Since Alexis de Tocqueville's seminal work on American democracy, no one has attempted to diagnose the current state of democracy in the United States. Democracy in America (Authorhouse, $25.20) is a modest attempt to do such an update, based on both democratic theory and the author's actual practice in governing Miami for three terms. Xavier Suarez reports from his perspective as an immigrant, but also from the perspective of a trial lawyer, college professor and politician with half a century of being fully immersed in the American experience.
Under the Yarmulke: Tales of Faith, Fun and Football (Chai Books, $15) isan inspiring and touching collection of stories, lessons and jokes by world-renown rabbi and global leader of interfaith relations, Rabbi Solomon Schiff.
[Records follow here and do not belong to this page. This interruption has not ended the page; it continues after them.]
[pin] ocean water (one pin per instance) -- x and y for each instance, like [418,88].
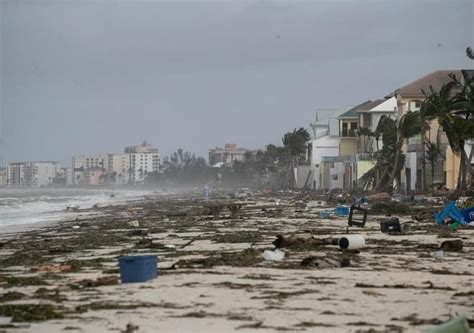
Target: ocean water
[21,207]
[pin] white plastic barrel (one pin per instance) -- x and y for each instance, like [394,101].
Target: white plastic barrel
[351,242]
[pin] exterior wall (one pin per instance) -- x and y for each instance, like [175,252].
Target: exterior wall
[94,176]
[69,176]
[119,165]
[3,178]
[144,148]
[16,175]
[78,177]
[32,174]
[228,155]
[304,176]
[93,161]
[348,146]
[362,167]
[331,175]
[143,164]
[42,173]
[326,146]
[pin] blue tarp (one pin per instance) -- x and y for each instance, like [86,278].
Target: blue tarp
[451,211]
[468,214]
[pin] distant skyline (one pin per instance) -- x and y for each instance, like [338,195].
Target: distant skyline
[83,77]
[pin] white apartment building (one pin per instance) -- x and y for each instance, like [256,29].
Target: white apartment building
[3,177]
[143,164]
[88,162]
[32,174]
[143,159]
[119,168]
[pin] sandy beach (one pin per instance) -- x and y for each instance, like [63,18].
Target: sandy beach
[64,277]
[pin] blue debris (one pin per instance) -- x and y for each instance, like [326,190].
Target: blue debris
[451,211]
[468,214]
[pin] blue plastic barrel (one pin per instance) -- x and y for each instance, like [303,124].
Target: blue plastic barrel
[341,211]
[138,268]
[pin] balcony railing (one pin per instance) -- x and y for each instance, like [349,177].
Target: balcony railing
[348,133]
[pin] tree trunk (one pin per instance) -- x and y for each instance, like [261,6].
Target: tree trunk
[432,176]
[395,165]
[423,158]
[469,167]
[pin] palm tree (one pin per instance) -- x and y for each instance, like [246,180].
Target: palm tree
[363,133]
[453,107]
[386,130]
[407,126]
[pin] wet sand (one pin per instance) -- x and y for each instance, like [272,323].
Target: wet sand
[212,276]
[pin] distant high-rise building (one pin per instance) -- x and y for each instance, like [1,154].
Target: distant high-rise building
[118,171]
[3,177]
[143,159]
[228,155]
[32,174]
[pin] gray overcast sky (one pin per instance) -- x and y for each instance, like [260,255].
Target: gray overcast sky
[94,76]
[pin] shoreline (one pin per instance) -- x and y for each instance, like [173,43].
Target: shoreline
[212,276]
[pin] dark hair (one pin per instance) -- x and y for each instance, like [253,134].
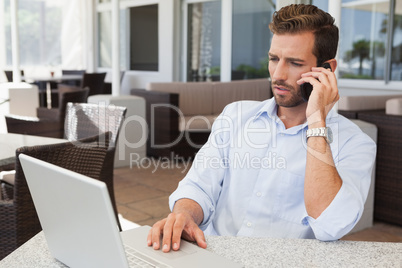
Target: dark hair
[300,18]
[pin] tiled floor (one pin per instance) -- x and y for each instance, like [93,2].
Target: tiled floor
[142,197]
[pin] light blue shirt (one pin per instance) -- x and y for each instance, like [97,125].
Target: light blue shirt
[249,177]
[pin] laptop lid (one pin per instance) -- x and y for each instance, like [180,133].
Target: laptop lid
[76,215]
[80,227]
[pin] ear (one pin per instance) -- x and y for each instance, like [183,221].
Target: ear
[333,64]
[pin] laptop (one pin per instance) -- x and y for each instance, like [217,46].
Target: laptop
[80,227]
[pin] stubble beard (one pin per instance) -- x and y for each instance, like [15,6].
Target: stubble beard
[288,101]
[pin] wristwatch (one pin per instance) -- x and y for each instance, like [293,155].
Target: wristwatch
[324,132]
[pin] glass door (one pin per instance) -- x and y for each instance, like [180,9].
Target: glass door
[201,40]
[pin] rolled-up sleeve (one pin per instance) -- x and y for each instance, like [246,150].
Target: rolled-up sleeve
[203,182]
[355,166]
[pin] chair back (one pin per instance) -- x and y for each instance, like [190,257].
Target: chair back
[85,120]
[9,75]
[73,71]
[19,220]
[94,81]
[73,82]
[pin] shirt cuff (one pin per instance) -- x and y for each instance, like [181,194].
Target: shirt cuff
[338,218]
[189,192]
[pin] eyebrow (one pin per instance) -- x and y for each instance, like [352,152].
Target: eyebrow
[287,59]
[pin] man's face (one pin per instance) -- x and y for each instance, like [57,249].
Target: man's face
[290,56]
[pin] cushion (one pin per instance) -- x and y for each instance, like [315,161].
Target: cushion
[7,177]
[197,123]
[228,92]
[359,103]
[195,98]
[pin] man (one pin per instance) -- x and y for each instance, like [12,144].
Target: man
[270,168]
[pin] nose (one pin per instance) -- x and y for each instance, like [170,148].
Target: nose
[280,71]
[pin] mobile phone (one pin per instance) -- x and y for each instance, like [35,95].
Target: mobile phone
[306,88]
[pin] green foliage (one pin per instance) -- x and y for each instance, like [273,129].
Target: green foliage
[252,72]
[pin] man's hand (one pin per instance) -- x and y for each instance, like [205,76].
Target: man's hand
[324,96]
[180,223]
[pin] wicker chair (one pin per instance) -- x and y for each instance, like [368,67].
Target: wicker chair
[85,120]
[18,218]
[94,81]
[50,122]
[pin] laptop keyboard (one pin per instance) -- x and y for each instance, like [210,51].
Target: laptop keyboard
[136,259]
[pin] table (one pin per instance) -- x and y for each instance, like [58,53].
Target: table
[253,252]
[43,83]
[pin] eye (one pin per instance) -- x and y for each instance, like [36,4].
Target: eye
[297,64]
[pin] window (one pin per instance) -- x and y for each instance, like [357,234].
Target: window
[251,38]
[144,38]
[39,24]
[203,41]
[396,51]
[105,38]
[363,40]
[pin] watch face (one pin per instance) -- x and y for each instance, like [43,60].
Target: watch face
[329,135]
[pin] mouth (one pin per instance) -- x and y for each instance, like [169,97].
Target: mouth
[281,90]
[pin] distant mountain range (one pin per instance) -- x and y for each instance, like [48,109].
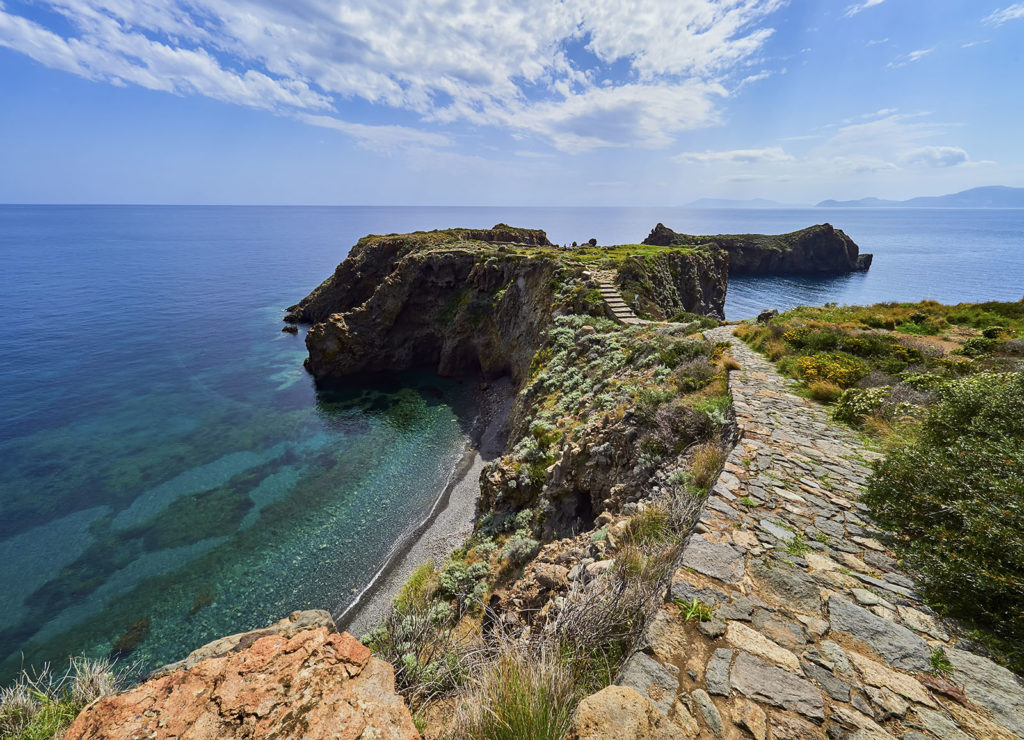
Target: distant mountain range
[992,197]
[725,203]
In this long-awaited memoir, Sol Schiff recaptures his remarkable journey from local cantor in a Bronx Synagogue to internationally recognized rabbi, whose devotion to community service and interfaith relations has made him a beacon of inspiration for millions of all faiths. He has shared thoughts with five American presidents, three Israeli Prime Ministers, two Popes and the Dalai Lama, along the way collecting a treasure chest of memories.
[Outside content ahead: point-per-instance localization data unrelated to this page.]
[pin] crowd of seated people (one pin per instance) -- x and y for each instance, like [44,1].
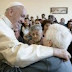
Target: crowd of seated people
[27,33]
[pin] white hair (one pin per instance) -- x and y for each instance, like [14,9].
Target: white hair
[36,27]
[60,36]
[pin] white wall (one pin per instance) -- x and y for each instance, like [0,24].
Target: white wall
[37,7]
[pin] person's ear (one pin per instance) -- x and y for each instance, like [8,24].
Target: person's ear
[11,11]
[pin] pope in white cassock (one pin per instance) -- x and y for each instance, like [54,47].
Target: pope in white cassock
[15,54]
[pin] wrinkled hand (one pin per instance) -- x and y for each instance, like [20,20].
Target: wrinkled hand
[47,42]
[61,53]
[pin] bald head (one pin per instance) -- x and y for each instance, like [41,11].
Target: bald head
[15,12]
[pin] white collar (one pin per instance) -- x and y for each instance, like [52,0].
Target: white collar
[7,21]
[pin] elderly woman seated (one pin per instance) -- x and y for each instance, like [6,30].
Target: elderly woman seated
[58,36]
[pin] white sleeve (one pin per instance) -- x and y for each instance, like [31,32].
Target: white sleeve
[19,54]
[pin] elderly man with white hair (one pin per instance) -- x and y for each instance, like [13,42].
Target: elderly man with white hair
[14,54]
[60,37]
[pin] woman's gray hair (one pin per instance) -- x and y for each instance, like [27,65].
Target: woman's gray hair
[36,27]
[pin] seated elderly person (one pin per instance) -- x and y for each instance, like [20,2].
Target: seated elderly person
[58,36]
[36,34]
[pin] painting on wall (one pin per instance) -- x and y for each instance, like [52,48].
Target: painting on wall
[58,10]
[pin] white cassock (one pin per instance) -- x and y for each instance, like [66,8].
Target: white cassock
[18,54]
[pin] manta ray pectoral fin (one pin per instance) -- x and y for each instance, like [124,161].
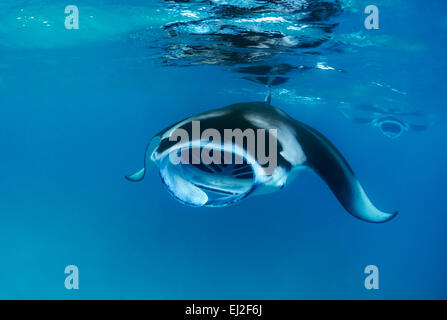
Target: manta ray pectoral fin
[137,176]
[330,165]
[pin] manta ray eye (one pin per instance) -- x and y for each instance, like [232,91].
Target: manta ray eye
[203,183]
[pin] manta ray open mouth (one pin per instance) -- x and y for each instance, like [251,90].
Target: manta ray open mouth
[200,183]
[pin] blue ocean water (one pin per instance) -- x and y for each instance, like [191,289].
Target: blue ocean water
[77,108]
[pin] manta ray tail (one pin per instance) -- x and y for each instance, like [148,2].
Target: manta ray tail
[139,175]
[268,97]
[330,165]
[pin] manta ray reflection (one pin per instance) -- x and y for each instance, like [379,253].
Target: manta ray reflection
[220,183]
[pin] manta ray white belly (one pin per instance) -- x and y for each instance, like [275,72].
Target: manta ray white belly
[221,183]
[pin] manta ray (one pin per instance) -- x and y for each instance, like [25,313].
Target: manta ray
[298,147]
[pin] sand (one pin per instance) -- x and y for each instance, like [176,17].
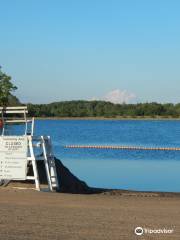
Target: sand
[28,214]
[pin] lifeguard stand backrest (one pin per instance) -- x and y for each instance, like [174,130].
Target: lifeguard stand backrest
[16,115]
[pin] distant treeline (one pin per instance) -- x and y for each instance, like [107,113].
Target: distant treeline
[103,109]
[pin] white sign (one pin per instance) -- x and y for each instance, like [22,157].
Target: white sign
[13,157]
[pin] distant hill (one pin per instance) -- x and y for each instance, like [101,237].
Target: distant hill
[104,109]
Harriet Hubbard Ayer established Récamier Preparations, Inc. in 1883, the earliest cosmetic company owned and operated by a woman. First with her creams and balms and then with her words about women’s health and beauty, she influenced several generations of women to look and feel good about themselves. After being committed to an insane asylum, this former Chicago socialite reinvented herself as the highest paid newspaperwoman in the United States, editing the women’s pages of Joseph Pulitzer’s New York World. In Dispensing Beauty in New York & Beyond (History Press, $21.99), Annette Blaugrund presents Harriet’s story as never before heard.